When building your Voice of the Shopper, consider the following types of data:

  • Category structure/consumer need states: how shoppers segment the category;
  • Path-to-purchase/ethnographic research: behavior in home and in store;
  • Demographic/psychographic segmentation: answering who the shopper is;
  • Market share trends: answering what they are buying;
  • Usage and attitude data: why they are buying it;
  • Channel trends; where they are buying it;
  • Seasonal, occasion and purchase-trigger data: when shoppers buy;
  • Assortment, price, placement and promotions from vendor success models and internal POS analysis: how we are influencing shoppers.

Step 2: Category Shopper Insight Platform
The second tool in the CMA’s ROI Improvement Plan takes the Voice of the Shopper and applies those insights to come up with the strategies, policies and goals for the category. It includes:

  • A definition of the category;
  • The structure of the category;
  • The role that the category plays within the total store;
  • The top 10 assessment trends going on in the category and their implications;
  • Tactics such as identifying traffic drivers and transaction drivers;
  • Pricing strategies for optimization, such as between premium, popular-price and private-label brands.

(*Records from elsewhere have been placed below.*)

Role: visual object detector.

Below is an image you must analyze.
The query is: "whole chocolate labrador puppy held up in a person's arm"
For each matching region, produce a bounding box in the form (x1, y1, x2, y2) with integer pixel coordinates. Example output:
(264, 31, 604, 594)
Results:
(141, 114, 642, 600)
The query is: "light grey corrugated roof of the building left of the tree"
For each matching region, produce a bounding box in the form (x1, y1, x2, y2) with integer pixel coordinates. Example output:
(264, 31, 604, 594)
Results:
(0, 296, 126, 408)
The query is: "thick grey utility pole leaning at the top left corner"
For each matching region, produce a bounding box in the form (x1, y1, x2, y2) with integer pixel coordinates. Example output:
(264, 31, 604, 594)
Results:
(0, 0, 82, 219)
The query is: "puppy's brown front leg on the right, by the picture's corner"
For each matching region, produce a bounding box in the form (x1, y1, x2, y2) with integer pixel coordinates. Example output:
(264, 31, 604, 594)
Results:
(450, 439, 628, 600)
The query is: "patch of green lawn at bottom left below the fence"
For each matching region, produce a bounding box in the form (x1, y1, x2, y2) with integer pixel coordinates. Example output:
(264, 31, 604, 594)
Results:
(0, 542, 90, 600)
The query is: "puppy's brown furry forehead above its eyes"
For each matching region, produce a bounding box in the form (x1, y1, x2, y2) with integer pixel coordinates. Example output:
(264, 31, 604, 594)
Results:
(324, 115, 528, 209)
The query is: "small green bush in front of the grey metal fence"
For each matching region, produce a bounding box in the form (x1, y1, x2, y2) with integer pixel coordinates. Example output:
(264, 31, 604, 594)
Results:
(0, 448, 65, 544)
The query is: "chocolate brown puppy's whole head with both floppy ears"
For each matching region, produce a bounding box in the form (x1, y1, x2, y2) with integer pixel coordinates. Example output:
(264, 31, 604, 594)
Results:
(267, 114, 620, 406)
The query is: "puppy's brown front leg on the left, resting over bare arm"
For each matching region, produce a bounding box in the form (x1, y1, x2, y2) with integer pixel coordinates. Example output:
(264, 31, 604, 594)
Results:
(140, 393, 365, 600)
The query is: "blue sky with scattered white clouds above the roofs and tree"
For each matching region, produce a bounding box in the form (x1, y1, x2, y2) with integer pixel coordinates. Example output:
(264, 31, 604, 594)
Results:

“It’s the document that you use as a manufacturer to express and deploy your strategies based on your vision of the category. For the retailer it’s the flip-flop: Here’s what I think the category is; here’s how I want to manage that category; here is the role that it plays within the total portfolio of the store; here are the eight or 10 most important learnings; here are the strategies and tactics,” says Wade.

An important element of this step is identifying how the consumer segments the category and makes decisions accordingly. Shown above is a consumer decision tree for water purchases, indicating that shoppers now consider brand more than ever, with more practical considerations such as package size and pack count close behind. Create similar decision trees for every major category and subcategory, and lean on suppliers for such insights.

Step 3: Category Business Analysis
This step is meant to create a standardized approach to understanding a given category’s performance. It is actually a document the manufacturer should provide to the retailer that identifies what’s going well and not so well within the category. It should include at a minimum a review of:

  • Category and sub-category trends in dollars and units—what’s growing and declining by sub-category;
  • Retailer share trends by sub-category—where is the retailer strong or weak;
  • Comparisons to key competitors on assortment, pricing, merchandising and promotion patterns in areas where the retailer is underperforming;
  • Conclusions about causes of weak/strong performance.

Step 4: Insights Summary
Once you have developed a robust, standardized Voice of the Shopper document, you’ll want to provide your team with updates throughout the year. This is your Insights Summary—it should be written in a consistent way and distributed companywide.

Having an Insights Summary ensures that the team member who owns this step is collecting fresh data on a regular basis. As with the Voice of the Shopper, resources should include supplier data, third-party firms and the retailer’s own proprietary insights. Summaries should be prepared for each major category.